In struggling for some explanation for the inexplicable events of this election season — in particular, the fact that someone as unqualified and ignorant as Donald Trump is as close as he is to the most powerful post in the world — I keep coming back to a conversation that a friend had with her trainer at a posh gym in Manhattan.

[SPOILER ALERT! It turns out the trainer didn’t know much civics.]

For years, I’ve been more sanguine than most about the state of the American education system….I now realize that I was being Pollyannaish…. two thirds of high school seniors were unable to identify the 50-year period in which the Civil War was fought…World War I… three branches of government… Gettysburg address… One third of the respondents couldn’t name the vice president and half didn’t know that the first 10 amendments to the Constitution are called the Bill of Rights. Only one third knew that the Constitution is considered the nation’s highest law.

Et cetera.

Are kids these days really so woefully ignorant? Maybe! Are they any more woefully ignorant than their elders were back when America was a world powerhouse standing up against global communism? Let’s go to the tape:

  • The demographic most likely to support Trump is the elderly, who learned their civics 50 years ago. The demographic least likely to support Trump is recent grads.
  • The most detailed recent survey of civics knowledge, What Americans Know about Politics and Why It Matters, covering the postwar era through 1997, concluded that “citizens appear no more or less informed today than half a century ago.”
  • A few years later, in a review of the same subject, political scientist William Galston came to the same conclusion: “There is no evidence that overall levels of civic knowledge have altered much over time.” (In fairness, Galston also calls this “remarkable” since education levels have increased substantially over the past half century.)
  • The NAEP has conducted a national civics test since 1988. The results have been basically the same the entire time.

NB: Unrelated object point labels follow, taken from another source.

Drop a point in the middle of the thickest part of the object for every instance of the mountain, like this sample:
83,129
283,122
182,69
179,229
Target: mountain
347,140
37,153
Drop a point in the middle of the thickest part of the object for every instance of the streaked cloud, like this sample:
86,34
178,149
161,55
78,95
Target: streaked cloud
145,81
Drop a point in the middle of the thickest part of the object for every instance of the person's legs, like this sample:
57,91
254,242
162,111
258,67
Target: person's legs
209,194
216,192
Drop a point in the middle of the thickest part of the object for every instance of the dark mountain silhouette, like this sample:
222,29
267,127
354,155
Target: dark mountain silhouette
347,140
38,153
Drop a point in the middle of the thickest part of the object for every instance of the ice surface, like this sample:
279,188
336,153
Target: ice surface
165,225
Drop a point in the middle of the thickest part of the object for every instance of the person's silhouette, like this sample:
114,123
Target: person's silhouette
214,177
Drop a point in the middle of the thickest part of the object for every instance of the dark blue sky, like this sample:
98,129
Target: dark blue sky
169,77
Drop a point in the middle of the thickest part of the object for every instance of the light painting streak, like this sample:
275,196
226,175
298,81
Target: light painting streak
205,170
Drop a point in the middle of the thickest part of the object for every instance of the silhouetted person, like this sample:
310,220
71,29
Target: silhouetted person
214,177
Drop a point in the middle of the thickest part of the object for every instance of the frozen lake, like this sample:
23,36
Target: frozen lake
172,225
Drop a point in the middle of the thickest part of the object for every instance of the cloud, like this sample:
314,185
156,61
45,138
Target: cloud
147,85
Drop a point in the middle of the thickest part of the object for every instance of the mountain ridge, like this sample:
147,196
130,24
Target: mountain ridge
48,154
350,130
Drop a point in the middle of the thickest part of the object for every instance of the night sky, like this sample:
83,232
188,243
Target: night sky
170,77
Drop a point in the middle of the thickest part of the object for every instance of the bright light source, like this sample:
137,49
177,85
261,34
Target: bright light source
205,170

Put this all together, and it suggests that knowledge of civics and history has remained about the same from the end of World War II to the present day. Now, it may well be that this level of knowledge is inadequate. I’ll leave that judgment to others. But all the evidence points in the same direction: the average American has always had a pretty meager understanding of civics and American history; nothing much has changed in recent years; and this has had no noticeable effect on the quality of presidents we elect.

This makes perfect sense, too. Does anyone truly think that Trump is doing well because his supporters don’t understand how the filibuster works? Or the way that Marbury v. Madison originated the concept of judicial review? Of course not. They like him because he’s going to build a wall, he’s suspicious of Muslims, and he doesn’t like political correctness. We could have an elected one-man dictatorship in America and none of that would change.

Bottom line: Stop griping about how ignorant the young ‘uns are these days unless you’ve got some real evidence to back it up. The Greatest Generation may have been great,1 but they didn’t know any more about civics than your average Bernie fan.

1I will, again, leave this judgment to others.